Your mare may simply be letting this filly know who's "in charge" by putting the filly in her place during meal times. My experience is that the older/established horses will back off once a suitable "order" is clear to all individuals. 

If you're worried that the filly won't get enough to eat (or your older mare too much), I suggest simply separating them for meal times.

There isn't much you can do about herd politics - other than separating individuals who don't get along. Most of the time squabbles will be short lived, and minor - they are a part of herd life for horses and not usually anything to be overly concerned about.


----------



## draftrider (Mar 31, 2010)

You can still start working with her. Start bonding and getting her gentled down.


----------



## darkpaloma (Jun 14, 2010)

*I have been*



draftrider said:


> You can still start working with her. Start bonding and getting her gentled down.


today she came to me several time of her own accord and I never let her be the one who walked away from me i always walked away from her, she is doing fine but she is just tired she does not have much energy right now


----------



## draftrider (Mar 31, 2010)

Then this is the time you want to get her as gentled down as possible, not when she is fully up to strength and frisky!! =)


----------



## payette (Jun 3, 2010)

Good for you! She's a cutie!


----------



## Dumas'_Grrrl (Apr 2, 2008)

I wholeheartedly agree with draftrider. Gentle her as much as possible while her energy level is down. Once she gets some food in that belly and starts feeling better she's likely to challenge you. 

She's a real cutie pie tho!!! 

If you're concerned about feed time, I'd just separate them.


----------



## mom2pride (May 5, 2009)

I agree with those that have said to rent, or borrow a stock trailer...

A horse that is wild is not going to be easily loaded, let alone teaching him to go into a straight load two horse trailer. That would take more than just a day's worth of working with her, as it seems you have to start from square one; haltering!!! Borrow a stock trailer, or have someone haul her for you, that has experience in loading 'wild' horses.

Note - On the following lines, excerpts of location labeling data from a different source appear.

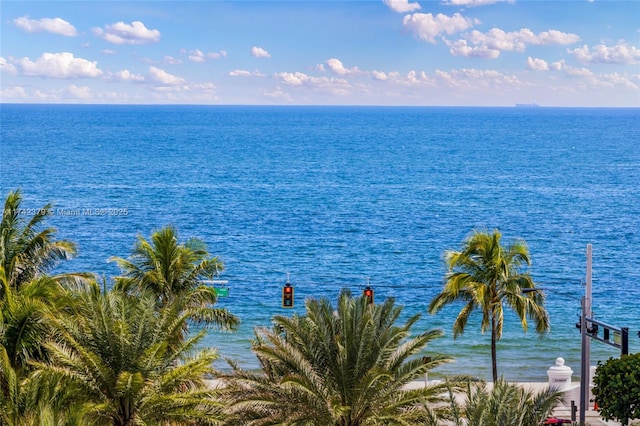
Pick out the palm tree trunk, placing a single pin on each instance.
(494, 338)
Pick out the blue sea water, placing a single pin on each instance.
(339, 197)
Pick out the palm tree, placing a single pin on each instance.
(486, 277)
(342, 367)
(171, 271)
(27, 249)
(115, 362)
(24, 313)
(504, 404)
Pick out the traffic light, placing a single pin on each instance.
(368, 293)
(287, 296)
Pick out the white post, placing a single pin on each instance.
(585, 351)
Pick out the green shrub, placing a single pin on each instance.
(617, 388)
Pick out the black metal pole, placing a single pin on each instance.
(584, 366)
(624, 347)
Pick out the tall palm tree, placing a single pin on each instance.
(27, 248)
(24, 326)
(343, 367)
(115, 361)
(486, 276)
(171, 271)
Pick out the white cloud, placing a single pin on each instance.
(402, 6)
(121, 33)
(472, 78)
(79, 92)
(557, 66)
(577, 72)
(461, 48)
(171, 60)
(615, 79)
(336, 66)
(621, 53)
(240, 73)
(217, 55)
(427, 26)
(128, 76)
(7, 67)
(49, 25)
(498, 39)
(160, 76)
(196, 56)
(469, 3)
(379, 75)
(537, 64)
(15, 92)
(259, 52)
(336, 86)
(59, 65)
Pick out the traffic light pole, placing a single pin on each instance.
(585, 347)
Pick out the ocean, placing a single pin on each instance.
(345, 197)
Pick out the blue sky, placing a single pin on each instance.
(384, 52)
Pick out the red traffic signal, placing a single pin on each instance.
(287, 296)
(368, 293)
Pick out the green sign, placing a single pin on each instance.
(222, 291)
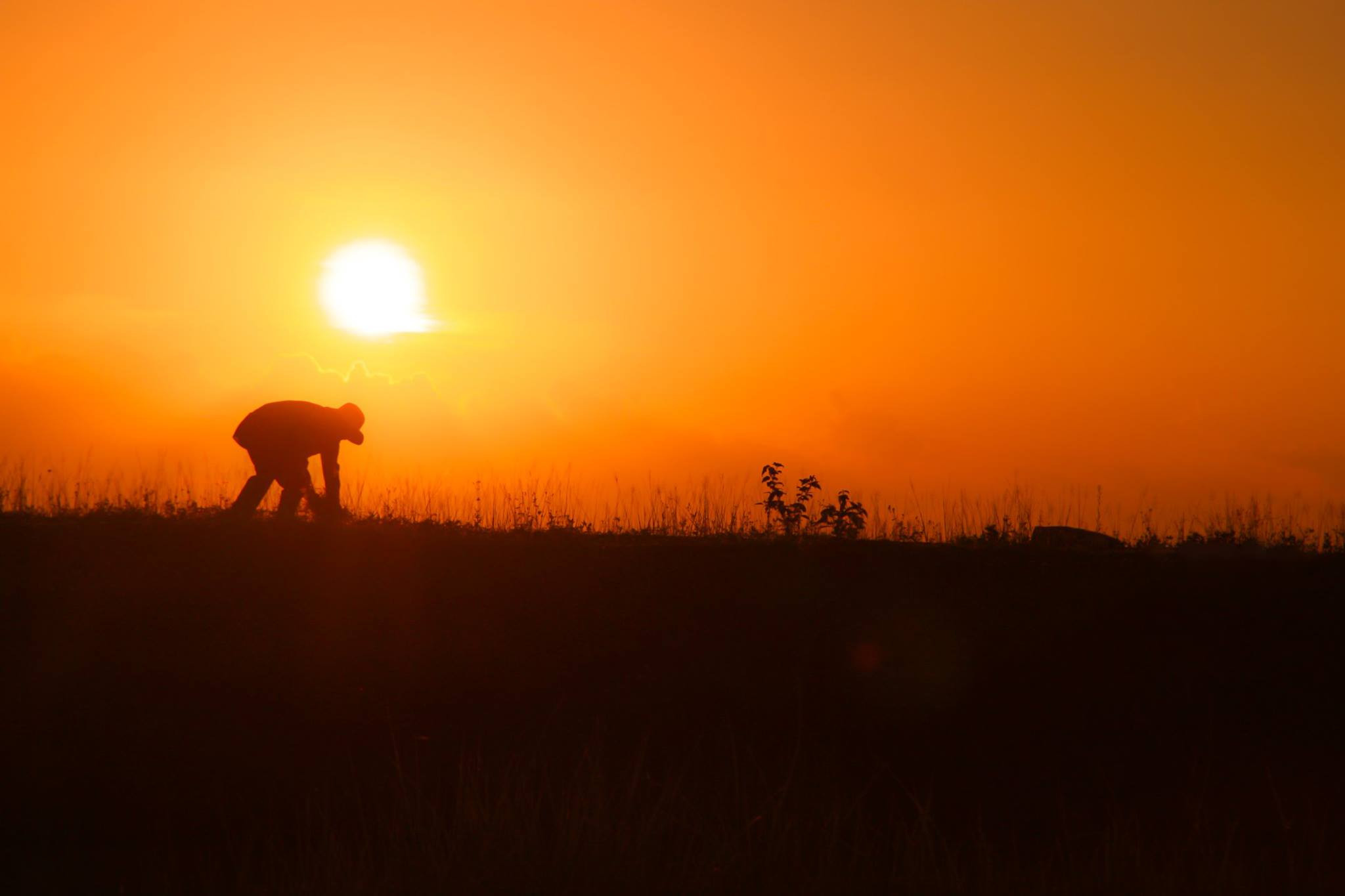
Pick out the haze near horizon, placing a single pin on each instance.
(948, 245)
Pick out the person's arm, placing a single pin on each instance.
(331, 479)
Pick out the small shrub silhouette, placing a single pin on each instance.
(794, 517)
(845, 517)
(774, 501)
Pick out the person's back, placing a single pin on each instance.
(282, 436)
(296, 427)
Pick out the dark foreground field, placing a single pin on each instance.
(202, 706)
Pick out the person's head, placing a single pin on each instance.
(351, 419)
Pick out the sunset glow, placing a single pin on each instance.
(954, 246)
(374, 289)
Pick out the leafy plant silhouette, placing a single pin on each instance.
(774, 501)
(845, 517)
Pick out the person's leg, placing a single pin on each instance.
(255, 489)
(296, 484)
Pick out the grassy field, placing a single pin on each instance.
(709, 507)
(202, 704)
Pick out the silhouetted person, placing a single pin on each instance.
(280, 438)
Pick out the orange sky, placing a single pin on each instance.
(946, 242)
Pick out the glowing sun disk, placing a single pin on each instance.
(373, 288)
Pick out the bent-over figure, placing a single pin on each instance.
(280, 438)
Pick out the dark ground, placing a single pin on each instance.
(205, 706)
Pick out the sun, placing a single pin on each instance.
(374, 288)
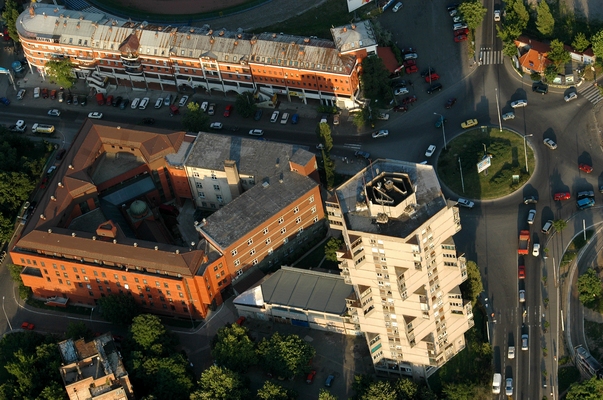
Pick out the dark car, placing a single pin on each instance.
(436, 87)
(450, 102)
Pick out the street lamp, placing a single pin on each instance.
(443, 130)
(525, 151)
(6, 316)
(498, 110)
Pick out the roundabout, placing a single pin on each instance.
(508, 152)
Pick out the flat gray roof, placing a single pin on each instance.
(255, 206)
(429, 197)
(307, 290)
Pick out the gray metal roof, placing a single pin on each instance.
(307, 290)
(255, 206)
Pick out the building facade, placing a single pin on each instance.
(108, 220)
(401, 259)
(146, 56)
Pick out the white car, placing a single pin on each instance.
(509, 115)
(144, 103)
(509, 387)
(381, 133)
(536, 250)
(570, 97)
(511, 353)
(531, 216)
(550, 144)
(465, 203)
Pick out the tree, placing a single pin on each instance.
(597, 42)
(195, 120)
(545, 23)
(473, 12)
(558, 55)
(61, 71)
(285, 356)
(473, 286)
(580, 42)
(375, 80)
(245, 104)
(118, 308)
(559, 224)
(10, 16)
(333, 244)
(591, 389)
(220, 384)
(233, 349)
(589, 287)
(77, 330)
(272, 391)
(149, 335)
(325, 395)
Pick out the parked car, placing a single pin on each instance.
(519, 103)
(469, 123)
(550, 144)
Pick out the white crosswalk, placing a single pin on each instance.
(489, 56)
(591, 93)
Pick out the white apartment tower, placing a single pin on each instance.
(401, 259)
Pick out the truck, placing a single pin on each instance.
(42, 128)
(524, 242)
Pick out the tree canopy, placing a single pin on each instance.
(285, 356)
(473, 12)
(195, 120)
(233, 349)
(61, 71)
(245, 104)
(118, 308)
(545, 23)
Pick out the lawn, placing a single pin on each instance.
(506, 149)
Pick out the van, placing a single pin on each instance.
(42, 128)
(586, 202)
(496, 382)
(285, 118)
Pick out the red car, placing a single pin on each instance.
(522, 272)
(27, 325)
(561, 196)
(432, 77)
(586, 168)
(228, 110)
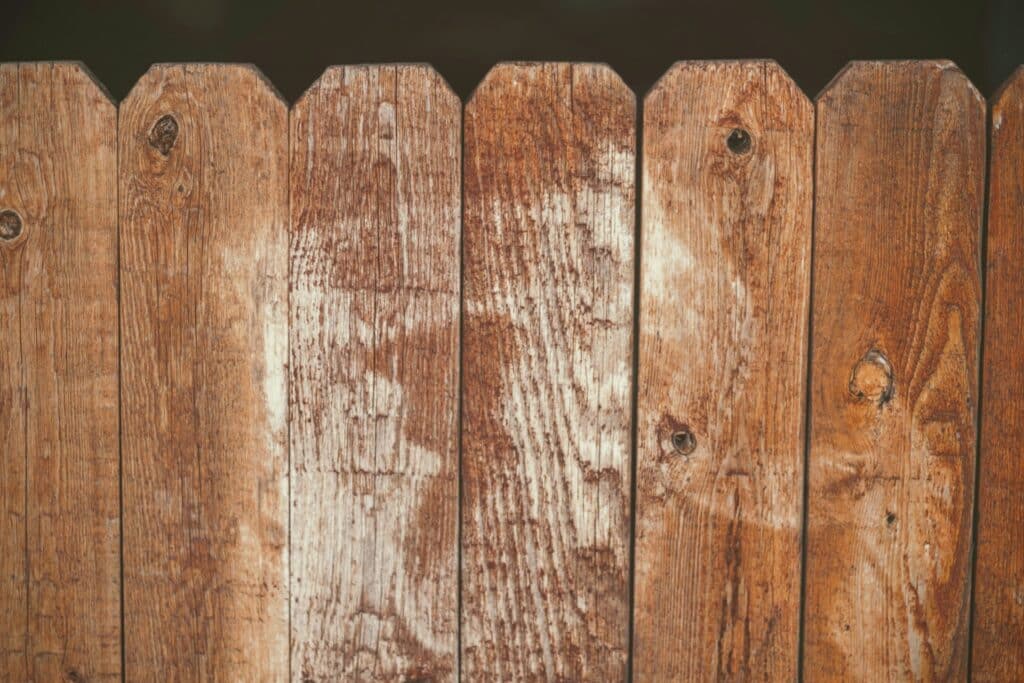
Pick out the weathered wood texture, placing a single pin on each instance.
(204, 261)
(894, 381)
(724, 289)
(59, 557)
(375, 203)
(547, 366)
(998, 611)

Ooops...I see you've already gotten her home! Good luck with her!


----------



## Silvera (Apr 27, 2010)

I would suggest getting her into the roundpen also, you can work without the halter for now (if you can get her in there). Work on getting some trust there so you can handle her. The quicker you can handle her the better. In the roundpen you can also start working on getting her to pick up her feet. I couldn't see her feet very well but she does look to be in need of a good trim as soon as you can.

The other thing you can do is sit in the field with a book or something and read. Ignore her unless she comes up to you and touches you. If she touches you pet her for a little bit and go back to reading. It is fine if she walks away, this will allow her to make contact with you and get to know you, but to be on her terms. If she is agressive at any point then make her move her feet away from you and only allow her into your space if she is calm.

Good luck with everything, she is very pretty.


----------



## snazzydandy (Jan 7, 2010)

Good job on getting her loaded and home.. now it's just going to be quality time.. sounds like she wants attention if she is already coming up to you.. good luck..


----------